В твет следователь поклонился.
– Это делает вам честь, мосье Пуаро. Мадам Рено, без сомнения, также пожелает воспользоваться вашими услугами. С минуты на минуту должен прибыть мосье Жиро из парижской Сюртэ[23]. Уверен, вы окажетесь полезны друг другу в этом расследовании. А пока, надеюсь, вы не откажетесь присутствовать при допросе свидетелей. Само собой, если вам потребуется какая-либо помощь, вы ее немедленно получите.
– Благодарю, мосье. Вы ведь понимаете, что я пока в полном неведении. Мне абсолютно ничего не известно.
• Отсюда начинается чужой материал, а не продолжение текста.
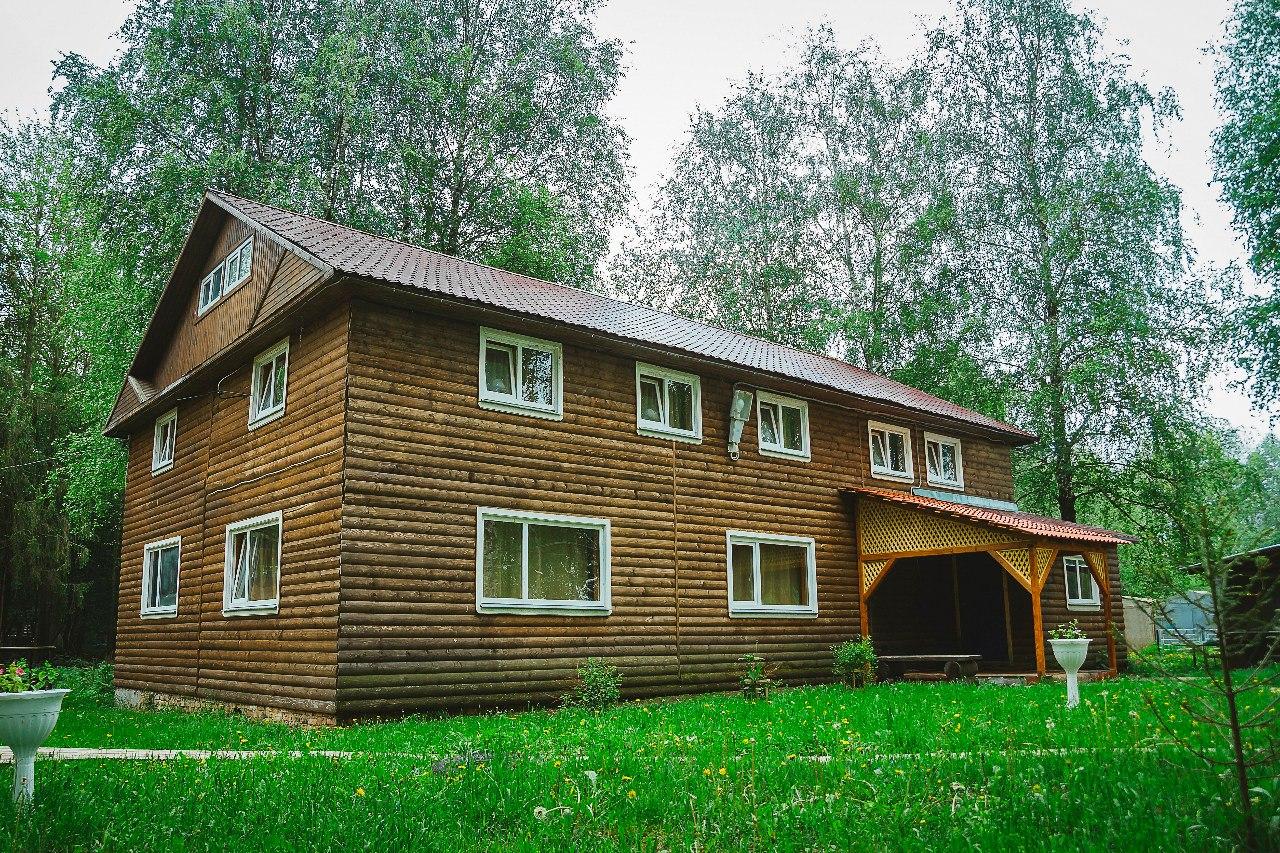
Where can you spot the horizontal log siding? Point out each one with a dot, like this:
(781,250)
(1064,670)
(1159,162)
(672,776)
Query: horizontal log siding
(1092,621)
(421,456)
(224,473)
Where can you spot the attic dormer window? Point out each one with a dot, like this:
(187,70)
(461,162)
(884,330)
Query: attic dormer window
(223,278)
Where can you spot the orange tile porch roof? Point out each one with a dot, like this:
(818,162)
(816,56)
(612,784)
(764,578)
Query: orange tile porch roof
(1024,523)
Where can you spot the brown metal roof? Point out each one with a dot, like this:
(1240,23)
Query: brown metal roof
(356,252)
(1024,523)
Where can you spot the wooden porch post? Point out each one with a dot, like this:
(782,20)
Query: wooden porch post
(1038,580)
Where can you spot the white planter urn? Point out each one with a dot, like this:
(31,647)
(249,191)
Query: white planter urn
(1070,656)
(26,720)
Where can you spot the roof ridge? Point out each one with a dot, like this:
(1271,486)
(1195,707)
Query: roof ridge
(830,359)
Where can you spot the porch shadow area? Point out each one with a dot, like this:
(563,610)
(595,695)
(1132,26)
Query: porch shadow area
(960,603)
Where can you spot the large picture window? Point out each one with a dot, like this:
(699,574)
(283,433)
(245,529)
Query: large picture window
(534,561)
(227,276)
(784,425)
(160,578)
(269,384)
(519,374)
(944,463)
(771,575)
(891,451)
(252,574)
(668,404)
(163,441)
(1080,588)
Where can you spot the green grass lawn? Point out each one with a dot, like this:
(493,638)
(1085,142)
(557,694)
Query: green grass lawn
(915,766)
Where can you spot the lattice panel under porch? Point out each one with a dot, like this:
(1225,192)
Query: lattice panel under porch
(892,529)
(1020,561)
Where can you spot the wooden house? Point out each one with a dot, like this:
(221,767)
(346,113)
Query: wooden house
(366,478)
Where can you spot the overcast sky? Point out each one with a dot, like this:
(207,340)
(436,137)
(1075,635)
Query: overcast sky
(684,54)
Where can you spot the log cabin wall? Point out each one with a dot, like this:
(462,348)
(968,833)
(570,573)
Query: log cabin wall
(1092,620)
(224,473)
(423,456)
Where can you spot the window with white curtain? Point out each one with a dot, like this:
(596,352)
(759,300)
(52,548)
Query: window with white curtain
(164,438)
(890,451)
(227,276)
(160,578)
(771,575)
(782,425)
(538,561)
(520,374)
(944,461)
(269,384)
(668,404)
(251,583)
Мосье Отэ подал знак комиссару, и тот начал рассказ:
– Сегодня утром Франсуаза, старая служанка, спустившись в холл, чтобы заняться своей обычной работой, увидела, что парадная дверь приоткрыта. Она всполошилась – может, в доме побывали воры? – и бросилась в столовую. Убедившись, что серебро на месте, она успокоилась, решила, что хозяин, наверное, встал пораньше и вышел прогуляться.
– Прошу прощения, мосье, у него была такая привычка?
– Нет, но старуха Франсуаза, да и многие другие тоже, считает, что англичане все ненормальные и от них можно ожидать чего угодно. Горничная Леони, молодая девушка, войдя, как всегда, к своей госпоже, чтобы разбудить ее, в ужасе обнаружила, что мадам Рено связана и во рту у нее кляп. Почти в ту же минуту пришли с сообщением, что найдено уже остывшее тело мосье Рено, убитого ударом ножа в спину.
– Где?
– Где! Вот тут мы и сталкиваемся с самым загадочным обстоятельством этого дела. Мосье Рено лежал ничком возле вырытой могилы.
– Что?
– Да, возле свежевырытой могилы, в нескольких ярдах от живой изгороди, окружающей виллу.
– И он был мертв… Когда же наступила смерть?
На этот вопрос ответил доктор Дюран:
– Я осмотрел тело сегодня утром, в десять часов. Смерть наступила, должно быть, не менее чем семь, а то и десять часов назад.